RESPONDENT: United States
LOCATION: United States District Court for the Western District of Virginia (Charlottesville)
DOCKET NO.: 14-378
DECIDED BY: Roberts Court (2010-2016)
LOWER COURT: United States Court of Appeals for the Fourth Circuit
CITATION: 576 US (2015)
GRANTED: Jan 16, 2015
ARGUED: Apr 21, 2015
DECIDED: Jun 18, 2015
Kevin K. Russell - for the petitioner
Sarah E. Harrington - Assistant to the Solicitor General, Department of Justice, for the respondent
Facts of the case
Stephen McFadden sold overstocked products on the Internet to augment his income. In 2011, McFadden noticed that a lot of businesses where he lived were selling a product known as "bath salts," an aromatherapy product that emits a stimulating vapor when burned. After confirming that bath salts were not illegal, McFadden began selling them like his other products. He continued to sell them until he learned they had been placed on the list of substances that the Controlled Substances Act (CSA) prohibited.
The government prosecuted McFadden under the Controlled Substances Analogue Enforcement Act of 1986, which allows substances not listed as "controlled" to be treated as illegal if the analogue has effects and a chemical make-up that are "substantially similar" to those listed in the CSA. At trial, McFadden argued that the state needed to prove that he was aware, or actively resisted finding out, that the bath salts were substantially similar to a controlled substance and constituted an analogue. Instead, the district court held that the state only needed to prove that the petitioner knew "the products were intended for human consumption." The U.S. Court of Appeals for the Fourth Circuit affirmed.
To convict someone under the Controlled Substances Analogue Act, does the government need to prove that the defendant knew the substance was an analogue to a controlled substance?
Media for McFadden v. United States
Audio Transcription for Opinion Announcement - June 18, 2015 in McFadden v. United States
John G. Roberts, Jr.:
Justice Thomas has the opinion of the court in two cases this morning.
The first case I have is McFadden v. United States No. 14-378.
This case comes to us on writ of certiorari to the United States Court of Appeals for the Fourth Circuit.
Petitioner Stephen McFadden came to the attention of law enforcement agents because he was supplying a Charlottesville video store with certain recreational drugs known as bath salts; a sentence which I completely do not understand.
Those drugs have chemical structures substantially similar to controlled substances and are capable of producing effects substantially similar to those produced by controlled substances.
Under Federal Law these features qualify the drugs as “controlled substances analogues.”
McFadden eventually was convicted of eight counts of distribution of such analogues.
On appeal he argued that the District Court should have instructed the jury that it could not convict him unless he knew the chemical structure and pharmacological effects of the substances that brought them within the definition of controlled substance analogues.
The Fourth Circuit rejected the argument, concluding that McFadden needed only to intend the substances to be consumed by humans.

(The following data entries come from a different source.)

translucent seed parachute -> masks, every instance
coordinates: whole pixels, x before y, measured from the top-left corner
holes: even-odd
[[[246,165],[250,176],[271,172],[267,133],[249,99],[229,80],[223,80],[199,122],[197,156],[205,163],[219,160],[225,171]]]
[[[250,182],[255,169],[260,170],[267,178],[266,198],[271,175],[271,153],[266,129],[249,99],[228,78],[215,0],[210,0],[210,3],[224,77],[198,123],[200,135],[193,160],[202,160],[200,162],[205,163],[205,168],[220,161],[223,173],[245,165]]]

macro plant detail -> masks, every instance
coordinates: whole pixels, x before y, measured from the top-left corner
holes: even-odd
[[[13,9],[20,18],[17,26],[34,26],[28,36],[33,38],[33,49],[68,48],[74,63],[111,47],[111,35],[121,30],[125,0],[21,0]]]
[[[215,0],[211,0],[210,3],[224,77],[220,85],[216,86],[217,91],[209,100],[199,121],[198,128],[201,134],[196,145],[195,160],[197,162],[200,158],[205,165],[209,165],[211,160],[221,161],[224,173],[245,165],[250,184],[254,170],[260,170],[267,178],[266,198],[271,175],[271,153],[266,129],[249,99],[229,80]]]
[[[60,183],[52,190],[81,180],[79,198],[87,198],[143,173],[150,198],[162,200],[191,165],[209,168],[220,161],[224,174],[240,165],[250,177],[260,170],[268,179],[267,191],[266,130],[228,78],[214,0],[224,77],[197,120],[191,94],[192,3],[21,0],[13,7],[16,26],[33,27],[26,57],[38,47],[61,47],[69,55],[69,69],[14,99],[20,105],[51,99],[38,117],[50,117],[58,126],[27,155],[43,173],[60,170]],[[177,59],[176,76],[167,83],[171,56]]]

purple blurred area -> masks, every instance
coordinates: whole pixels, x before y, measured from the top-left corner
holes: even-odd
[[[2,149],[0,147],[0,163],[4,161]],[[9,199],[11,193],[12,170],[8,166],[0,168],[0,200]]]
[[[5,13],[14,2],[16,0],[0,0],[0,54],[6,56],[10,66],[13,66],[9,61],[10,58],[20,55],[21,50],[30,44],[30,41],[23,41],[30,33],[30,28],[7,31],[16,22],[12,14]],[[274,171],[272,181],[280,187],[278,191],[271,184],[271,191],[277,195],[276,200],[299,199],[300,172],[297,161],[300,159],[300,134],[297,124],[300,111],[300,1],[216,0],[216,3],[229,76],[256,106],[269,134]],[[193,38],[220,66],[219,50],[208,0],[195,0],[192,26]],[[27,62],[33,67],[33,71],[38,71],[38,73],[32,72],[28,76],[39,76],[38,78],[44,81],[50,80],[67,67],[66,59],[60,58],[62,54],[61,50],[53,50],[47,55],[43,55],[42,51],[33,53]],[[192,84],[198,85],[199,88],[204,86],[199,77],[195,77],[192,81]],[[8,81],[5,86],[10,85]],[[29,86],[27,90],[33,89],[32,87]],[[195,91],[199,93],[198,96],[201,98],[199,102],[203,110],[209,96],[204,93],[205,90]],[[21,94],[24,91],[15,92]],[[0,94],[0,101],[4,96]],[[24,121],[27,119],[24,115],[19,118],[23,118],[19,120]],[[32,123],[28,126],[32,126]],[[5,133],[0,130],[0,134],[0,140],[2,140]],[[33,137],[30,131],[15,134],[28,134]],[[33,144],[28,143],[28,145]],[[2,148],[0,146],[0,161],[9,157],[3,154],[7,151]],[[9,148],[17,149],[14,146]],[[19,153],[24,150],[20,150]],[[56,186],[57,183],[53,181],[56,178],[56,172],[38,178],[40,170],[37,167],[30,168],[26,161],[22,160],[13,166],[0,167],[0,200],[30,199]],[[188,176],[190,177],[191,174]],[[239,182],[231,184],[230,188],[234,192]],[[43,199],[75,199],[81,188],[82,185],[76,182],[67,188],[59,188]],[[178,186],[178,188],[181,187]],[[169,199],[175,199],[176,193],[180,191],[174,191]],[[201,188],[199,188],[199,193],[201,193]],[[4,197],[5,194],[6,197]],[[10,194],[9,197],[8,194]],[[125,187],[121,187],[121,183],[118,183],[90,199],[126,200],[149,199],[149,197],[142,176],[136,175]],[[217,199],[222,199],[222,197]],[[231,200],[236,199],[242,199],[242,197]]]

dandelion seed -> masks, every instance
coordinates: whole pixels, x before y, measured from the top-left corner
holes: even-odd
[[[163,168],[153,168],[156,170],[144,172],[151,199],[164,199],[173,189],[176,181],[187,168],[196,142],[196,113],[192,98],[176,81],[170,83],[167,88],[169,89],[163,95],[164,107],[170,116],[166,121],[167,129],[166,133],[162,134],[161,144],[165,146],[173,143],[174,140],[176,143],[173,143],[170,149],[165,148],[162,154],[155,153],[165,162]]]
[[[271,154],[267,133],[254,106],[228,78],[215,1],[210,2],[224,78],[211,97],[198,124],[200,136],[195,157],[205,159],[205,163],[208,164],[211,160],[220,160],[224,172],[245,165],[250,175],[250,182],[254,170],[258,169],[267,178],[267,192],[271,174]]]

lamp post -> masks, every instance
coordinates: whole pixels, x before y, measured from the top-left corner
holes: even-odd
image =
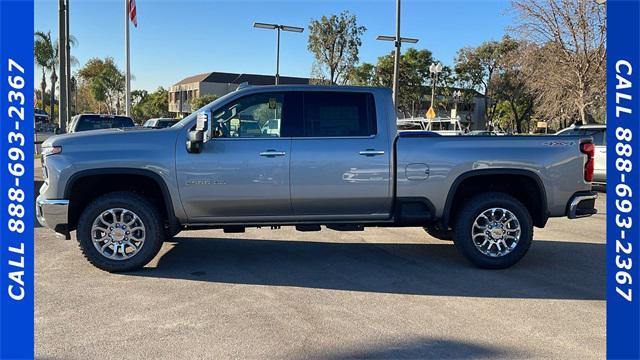
[[[304,31],[304,28],[297,27],[297,26],[267,24],[267,23],[259,23],[259,22],[254,22],[253,27],[258,29],[277,30],[278,35],[276,40],[276,85],[278,85],[280,83],[280,30],[301,33]]]
[[[396,104],[396,107],[398,106],[398,82],[399,82],[399,72],[400,72],[400,46],[402,43],[410,43],[410,44],[415,44],[418,42],[418,39],[414,39],[414,38],[407,38],[407,37],[400,37],[400,41],[397,41],[396,39],[398,39],[397,36],[387,36],[387,35],[378,35],[378,37],[376,38],[376,40],[382,40],[382,41],[393,41],[395,44],[395,55],[394,55],[394,62],[393,62],[393,103]]]
[[[396,36],[380,35],[376,40],[393,41],[395,43],[395,57],[393,61],[393,104],[398,107],[398,81],[400,72],[400,47],[403,42],[415,44],[418,39],[403,38],[400,36],[400,0],[396,0]]]
[[[456,90],[453,92],[453,104],[456,109],[456,115],[458,115],[458,103],[462,100],[462,91]]]
[[[429,66],[429,72],[431,73],[431,108],[433,109],[433,103],[436,100],[436,83],[438,82],[438,74],[442,72],[442,64],[432,63]]]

It therefore affirmed his convictions.
In an opinion filed with the court today we reverse the judgment of the Fourth Circuit and remand for further proceedings.
Under the Controlled Substances Act it is “unlawful for any person knowingly or intentionally” to possess with the intent to distribute a controlled substance.
That intent requirement is met either if defendant knows he possesses a substance that is controlled even if he does not know its identity, or if he knows the identity of the substance he possessed; even if he does not know that it is controlled.
Because the Federal Analogue Act instructs courts to treat controlled substance analogues as controlled substances the same mental state applies to prosecutions involving analogues.
A defendant has the requisite intent if he knows he possesses some substance regulated under the Controlled Substances Act or the Analogue Act or if he knows the features of the substance that make it an analogue.
The jury instruction in this case did not adequately convey this required mental state.
For these reasons and others set forth in our opinion we reverse the judgment of the Fourth Circuit and remand for that court to consider whether the jury instruction error here was harmless or not.
The Chief Justice has filed an opinion concurring in part and concurring in the judgment.